Do we turn ourselves, or are we turned by Someone else? We cannot even say, and only fell the need to ask until we know the love of Christ, because the self is a heteronomous, dependent thing. We have our being in an Other and in others.
Once we know, which is to say, experience, not know in the philosophical sense, the mystery and transforming power of Christ’s love, we can return in some measure in this world to the ground of being which is our only ground of being: God’s presence. It seems to me that no one will need to speak of the “self” in Heaven, though we will recognize one another in our created distinctness. My self will be my name, and the particular and peculiar story which goes with it, much as Tom Bombadil answers Frodo’s question. “Who are you, Master?… Eh, what?… Don’t you know my name yet? … Tell me, who are you, alone, yourself and nameless?” “Your self” is a feeble contradiction. Instead we have and will have names, such as Adam and Eve.

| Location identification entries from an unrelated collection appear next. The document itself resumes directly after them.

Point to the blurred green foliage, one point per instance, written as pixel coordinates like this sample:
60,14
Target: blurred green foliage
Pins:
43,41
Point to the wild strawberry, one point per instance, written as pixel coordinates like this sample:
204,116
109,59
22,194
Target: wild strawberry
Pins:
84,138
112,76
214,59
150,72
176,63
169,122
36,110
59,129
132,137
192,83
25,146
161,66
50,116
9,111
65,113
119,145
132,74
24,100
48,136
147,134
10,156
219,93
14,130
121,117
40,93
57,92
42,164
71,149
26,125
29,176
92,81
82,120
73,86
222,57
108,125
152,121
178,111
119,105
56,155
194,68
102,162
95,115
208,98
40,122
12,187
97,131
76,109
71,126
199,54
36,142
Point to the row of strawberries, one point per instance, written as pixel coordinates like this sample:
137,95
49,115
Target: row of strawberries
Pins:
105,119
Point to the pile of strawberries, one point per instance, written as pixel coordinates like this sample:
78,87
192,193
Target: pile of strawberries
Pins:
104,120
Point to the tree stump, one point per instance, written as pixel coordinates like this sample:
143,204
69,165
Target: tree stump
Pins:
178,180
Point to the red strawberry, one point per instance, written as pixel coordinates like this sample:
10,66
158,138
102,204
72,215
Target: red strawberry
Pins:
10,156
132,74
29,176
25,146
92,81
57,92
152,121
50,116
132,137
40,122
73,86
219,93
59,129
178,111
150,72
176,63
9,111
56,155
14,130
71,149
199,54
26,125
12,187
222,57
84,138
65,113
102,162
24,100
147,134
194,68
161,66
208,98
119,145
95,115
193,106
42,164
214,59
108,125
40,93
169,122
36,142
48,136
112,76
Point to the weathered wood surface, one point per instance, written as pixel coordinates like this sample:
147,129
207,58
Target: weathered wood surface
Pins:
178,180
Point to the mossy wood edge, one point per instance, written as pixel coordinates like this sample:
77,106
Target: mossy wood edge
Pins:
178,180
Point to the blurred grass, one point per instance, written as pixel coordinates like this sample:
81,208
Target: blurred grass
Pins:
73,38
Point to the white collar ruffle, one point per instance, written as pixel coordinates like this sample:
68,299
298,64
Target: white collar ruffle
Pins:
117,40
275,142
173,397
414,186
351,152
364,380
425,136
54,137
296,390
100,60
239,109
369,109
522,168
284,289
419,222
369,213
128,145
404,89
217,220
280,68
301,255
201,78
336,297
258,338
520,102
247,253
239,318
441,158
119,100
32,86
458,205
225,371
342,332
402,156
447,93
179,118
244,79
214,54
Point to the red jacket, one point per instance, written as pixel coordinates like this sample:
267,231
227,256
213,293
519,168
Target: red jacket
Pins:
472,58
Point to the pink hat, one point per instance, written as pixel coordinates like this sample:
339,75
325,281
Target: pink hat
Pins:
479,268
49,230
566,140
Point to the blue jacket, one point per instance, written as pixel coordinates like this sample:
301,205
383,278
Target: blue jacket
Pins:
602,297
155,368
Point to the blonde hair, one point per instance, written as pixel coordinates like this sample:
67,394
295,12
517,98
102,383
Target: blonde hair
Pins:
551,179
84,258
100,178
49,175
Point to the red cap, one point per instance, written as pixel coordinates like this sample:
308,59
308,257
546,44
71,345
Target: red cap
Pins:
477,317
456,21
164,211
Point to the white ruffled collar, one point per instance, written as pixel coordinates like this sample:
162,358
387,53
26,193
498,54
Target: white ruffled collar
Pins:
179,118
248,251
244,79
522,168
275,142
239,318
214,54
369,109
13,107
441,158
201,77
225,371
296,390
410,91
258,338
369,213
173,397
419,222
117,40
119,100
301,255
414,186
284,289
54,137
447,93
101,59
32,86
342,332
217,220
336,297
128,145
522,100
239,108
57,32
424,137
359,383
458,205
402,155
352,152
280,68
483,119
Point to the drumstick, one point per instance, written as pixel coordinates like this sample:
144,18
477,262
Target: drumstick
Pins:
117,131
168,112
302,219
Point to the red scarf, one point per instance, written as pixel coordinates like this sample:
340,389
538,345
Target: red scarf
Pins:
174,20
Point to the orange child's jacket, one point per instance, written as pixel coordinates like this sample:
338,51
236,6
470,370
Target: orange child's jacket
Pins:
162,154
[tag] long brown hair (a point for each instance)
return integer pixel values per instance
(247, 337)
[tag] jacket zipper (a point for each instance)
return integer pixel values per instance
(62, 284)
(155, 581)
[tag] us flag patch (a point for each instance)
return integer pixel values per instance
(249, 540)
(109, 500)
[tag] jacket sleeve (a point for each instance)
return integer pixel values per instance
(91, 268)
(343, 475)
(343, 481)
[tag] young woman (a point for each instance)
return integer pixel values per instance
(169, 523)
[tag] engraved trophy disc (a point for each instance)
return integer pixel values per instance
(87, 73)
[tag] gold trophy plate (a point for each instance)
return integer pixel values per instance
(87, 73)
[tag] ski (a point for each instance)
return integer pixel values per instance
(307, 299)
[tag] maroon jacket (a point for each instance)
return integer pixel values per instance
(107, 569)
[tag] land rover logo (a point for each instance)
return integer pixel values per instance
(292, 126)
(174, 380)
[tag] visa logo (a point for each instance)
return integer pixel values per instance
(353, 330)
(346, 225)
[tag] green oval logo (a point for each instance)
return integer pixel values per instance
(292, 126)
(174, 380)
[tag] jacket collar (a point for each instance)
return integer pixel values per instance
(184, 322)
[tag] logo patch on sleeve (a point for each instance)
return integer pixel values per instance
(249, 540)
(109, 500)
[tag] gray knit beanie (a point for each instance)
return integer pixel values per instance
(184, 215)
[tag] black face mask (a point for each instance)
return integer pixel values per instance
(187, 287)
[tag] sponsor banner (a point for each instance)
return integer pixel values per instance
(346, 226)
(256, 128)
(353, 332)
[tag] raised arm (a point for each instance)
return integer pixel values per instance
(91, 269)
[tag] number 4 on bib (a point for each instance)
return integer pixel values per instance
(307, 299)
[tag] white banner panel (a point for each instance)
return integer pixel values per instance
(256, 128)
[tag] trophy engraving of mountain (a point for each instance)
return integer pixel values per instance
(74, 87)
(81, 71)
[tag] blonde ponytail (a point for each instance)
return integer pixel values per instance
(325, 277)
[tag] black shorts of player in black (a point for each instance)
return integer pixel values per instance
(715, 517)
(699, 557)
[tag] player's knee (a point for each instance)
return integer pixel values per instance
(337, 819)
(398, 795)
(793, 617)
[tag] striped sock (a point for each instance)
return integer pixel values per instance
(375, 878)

In the Garden we chose our selves, and God let us taste the consequences. In the Garden of Gethsemane, Christ shows the way, saying, “Not my will, but thine.” As Robert Peters implies above, in the Garden God pitied the poor solitary human, Adam alone and without others of his kind, and gave him another to love, and with whom to procreate. This other, the woman Eve, came out of his own very essence, is of the same essence, and so he, and she, have no selves, in their selves, alone. Our true nature is not free will, but love.